Performance depends on document size, but the LSM architecture ensures that write performance remains high even as the index grows.

### When *Not* to Use `looseene`
Honesty is the best policy. `looseene` is a powerful tool, but it's not a silver bullet. You should consider more robust solutions like **Elasticsearch** or **Meilisearch** if you need:
*   **Distributed Search:** `looseene` runs on a single node and cannot be clustered.
*   **Terabyte-Scale Data:** While it handles data larger than RAM, it's not optimized for massive, TB-scale indexes.
*   **Real-Time, Sub-Millisecond Indexing:** Indexing is fast, but it's not real-time. There's a delay until `save_index()` is called.
*   **Complex Queries:** No support for geographical queries, faceted search, or complex aggregations.
*   **Fine-grained Security:** No built-in access control or user management.

### API Reference
Here is a summary of the public API:

```python
# --- Index Management ---
create_index(name: str, schema: Dict, path: Optional[str] = None) -> None
save_index(name: str) -> None
compact_index(name: str) -> None

# --- Document Operations ---
add_to_index(name: str, data: Dict) -> None
update_document(name: str, data: Dict) -> None
delete_document(name: str, doc_id: int) -> None

# --- Searching ---
search_text(name: str, query: str) -> Generator[Dict, None, None]
highlight_result(doc: Dict, field: str, query: str, window: int = 60) -> str
```

### Thread Safety
`looseene` is **thread-safe** for common use cases.
*   You can safely have multiple threads reading (searching) from an index concurrently.
*   You can safely have one thread writing (`add`, `update`, `delete`) while other threads are reading.
*   Writing from multiple threads simultaneously is also safe, as write operations are protected by a lock.

### Running Tests
The library includes a comprehensive test suite using Python's standard `unittest` library.
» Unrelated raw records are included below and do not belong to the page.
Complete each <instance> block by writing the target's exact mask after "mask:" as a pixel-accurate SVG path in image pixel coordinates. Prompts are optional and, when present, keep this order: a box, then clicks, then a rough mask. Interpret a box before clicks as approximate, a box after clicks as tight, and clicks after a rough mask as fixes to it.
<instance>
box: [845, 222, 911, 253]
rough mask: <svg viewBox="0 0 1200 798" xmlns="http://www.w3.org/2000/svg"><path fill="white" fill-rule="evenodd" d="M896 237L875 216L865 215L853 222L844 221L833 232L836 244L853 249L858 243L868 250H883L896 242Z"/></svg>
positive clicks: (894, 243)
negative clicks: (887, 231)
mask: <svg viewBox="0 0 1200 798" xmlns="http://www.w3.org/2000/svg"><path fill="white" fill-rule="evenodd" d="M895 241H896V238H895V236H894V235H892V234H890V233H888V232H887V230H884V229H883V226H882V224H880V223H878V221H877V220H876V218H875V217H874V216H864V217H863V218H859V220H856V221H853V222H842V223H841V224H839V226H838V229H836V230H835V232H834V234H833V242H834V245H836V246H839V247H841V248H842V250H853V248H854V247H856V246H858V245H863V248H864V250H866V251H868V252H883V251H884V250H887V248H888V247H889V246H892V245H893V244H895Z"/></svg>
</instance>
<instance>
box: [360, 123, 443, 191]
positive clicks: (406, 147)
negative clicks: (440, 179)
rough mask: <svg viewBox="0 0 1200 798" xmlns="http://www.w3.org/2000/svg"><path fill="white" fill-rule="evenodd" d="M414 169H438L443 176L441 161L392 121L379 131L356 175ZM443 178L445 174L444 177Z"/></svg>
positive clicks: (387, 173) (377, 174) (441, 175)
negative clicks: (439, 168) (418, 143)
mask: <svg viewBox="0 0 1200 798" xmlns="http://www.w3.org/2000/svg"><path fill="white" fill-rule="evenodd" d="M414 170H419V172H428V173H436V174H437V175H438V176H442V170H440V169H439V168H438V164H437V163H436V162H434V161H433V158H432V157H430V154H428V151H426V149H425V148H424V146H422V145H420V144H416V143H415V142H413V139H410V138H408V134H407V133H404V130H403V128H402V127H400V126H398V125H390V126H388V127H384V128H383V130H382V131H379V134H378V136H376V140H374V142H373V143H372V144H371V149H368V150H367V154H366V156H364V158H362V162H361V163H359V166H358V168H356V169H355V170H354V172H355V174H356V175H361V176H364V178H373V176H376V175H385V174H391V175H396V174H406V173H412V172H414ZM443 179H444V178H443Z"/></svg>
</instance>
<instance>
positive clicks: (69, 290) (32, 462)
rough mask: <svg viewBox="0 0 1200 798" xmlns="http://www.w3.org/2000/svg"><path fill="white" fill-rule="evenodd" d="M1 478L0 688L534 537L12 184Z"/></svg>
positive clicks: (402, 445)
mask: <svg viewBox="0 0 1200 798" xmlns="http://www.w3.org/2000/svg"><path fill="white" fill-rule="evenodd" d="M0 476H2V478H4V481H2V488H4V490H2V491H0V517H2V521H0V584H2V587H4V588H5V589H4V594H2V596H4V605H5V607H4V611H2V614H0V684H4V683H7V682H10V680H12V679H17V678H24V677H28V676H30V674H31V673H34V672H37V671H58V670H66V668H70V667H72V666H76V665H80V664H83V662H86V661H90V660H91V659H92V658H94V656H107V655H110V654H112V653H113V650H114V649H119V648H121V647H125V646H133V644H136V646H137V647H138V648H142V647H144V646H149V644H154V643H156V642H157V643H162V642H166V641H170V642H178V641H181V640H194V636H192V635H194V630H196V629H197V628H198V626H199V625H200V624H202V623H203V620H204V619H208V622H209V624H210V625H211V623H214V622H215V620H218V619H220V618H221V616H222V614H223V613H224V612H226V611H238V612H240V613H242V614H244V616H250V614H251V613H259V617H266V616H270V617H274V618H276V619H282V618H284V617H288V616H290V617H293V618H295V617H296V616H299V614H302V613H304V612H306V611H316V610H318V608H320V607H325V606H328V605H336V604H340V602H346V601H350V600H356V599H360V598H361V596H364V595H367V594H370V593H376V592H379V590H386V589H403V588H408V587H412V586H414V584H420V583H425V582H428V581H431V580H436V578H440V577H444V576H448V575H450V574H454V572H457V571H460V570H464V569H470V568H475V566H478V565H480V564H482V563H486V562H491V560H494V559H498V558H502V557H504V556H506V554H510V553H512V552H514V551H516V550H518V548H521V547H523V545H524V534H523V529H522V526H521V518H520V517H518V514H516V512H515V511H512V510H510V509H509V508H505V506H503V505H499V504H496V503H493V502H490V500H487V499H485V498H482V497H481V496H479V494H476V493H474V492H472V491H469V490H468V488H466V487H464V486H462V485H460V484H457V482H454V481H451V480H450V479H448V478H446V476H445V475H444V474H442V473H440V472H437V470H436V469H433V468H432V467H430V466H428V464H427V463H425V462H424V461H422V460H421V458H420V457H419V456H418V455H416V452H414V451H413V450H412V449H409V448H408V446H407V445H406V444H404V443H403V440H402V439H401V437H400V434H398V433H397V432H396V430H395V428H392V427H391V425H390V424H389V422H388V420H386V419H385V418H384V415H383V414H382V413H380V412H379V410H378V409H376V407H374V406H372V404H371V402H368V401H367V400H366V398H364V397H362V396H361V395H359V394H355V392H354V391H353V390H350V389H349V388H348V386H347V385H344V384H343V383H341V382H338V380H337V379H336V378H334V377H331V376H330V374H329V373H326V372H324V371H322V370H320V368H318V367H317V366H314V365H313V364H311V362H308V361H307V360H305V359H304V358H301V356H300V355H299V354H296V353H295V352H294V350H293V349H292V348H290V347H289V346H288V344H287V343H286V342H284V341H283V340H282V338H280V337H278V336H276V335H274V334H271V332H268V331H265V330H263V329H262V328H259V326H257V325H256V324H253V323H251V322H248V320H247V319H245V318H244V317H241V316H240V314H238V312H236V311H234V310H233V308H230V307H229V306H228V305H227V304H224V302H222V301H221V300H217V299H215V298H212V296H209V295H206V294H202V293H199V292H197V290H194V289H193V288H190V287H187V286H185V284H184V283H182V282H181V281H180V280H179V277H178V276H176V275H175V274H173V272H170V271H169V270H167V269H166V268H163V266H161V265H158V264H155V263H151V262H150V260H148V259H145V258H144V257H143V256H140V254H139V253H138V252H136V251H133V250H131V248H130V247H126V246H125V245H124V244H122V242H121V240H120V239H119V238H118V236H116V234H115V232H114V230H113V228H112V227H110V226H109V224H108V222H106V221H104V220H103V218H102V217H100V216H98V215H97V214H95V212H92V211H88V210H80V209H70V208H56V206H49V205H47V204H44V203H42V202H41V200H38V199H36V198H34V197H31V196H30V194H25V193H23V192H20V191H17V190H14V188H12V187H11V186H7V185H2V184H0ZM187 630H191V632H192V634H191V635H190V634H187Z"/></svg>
The tests cover indexing, search correctness, BM25 ranking, document updates, deletions, segment flushing, and compaction logic.

To run the tests, navigate to the project's root directory and execute:
```bash
python -m unittest tests/test_engine.py
```

### Contributing
Contributions are welcome! Please feel free to submit issues or pull requests. For major changes, please open an issue first to discuss what you would like to change.

### License
This project is licensed under the MIT License - see the `LICENSE` file for details.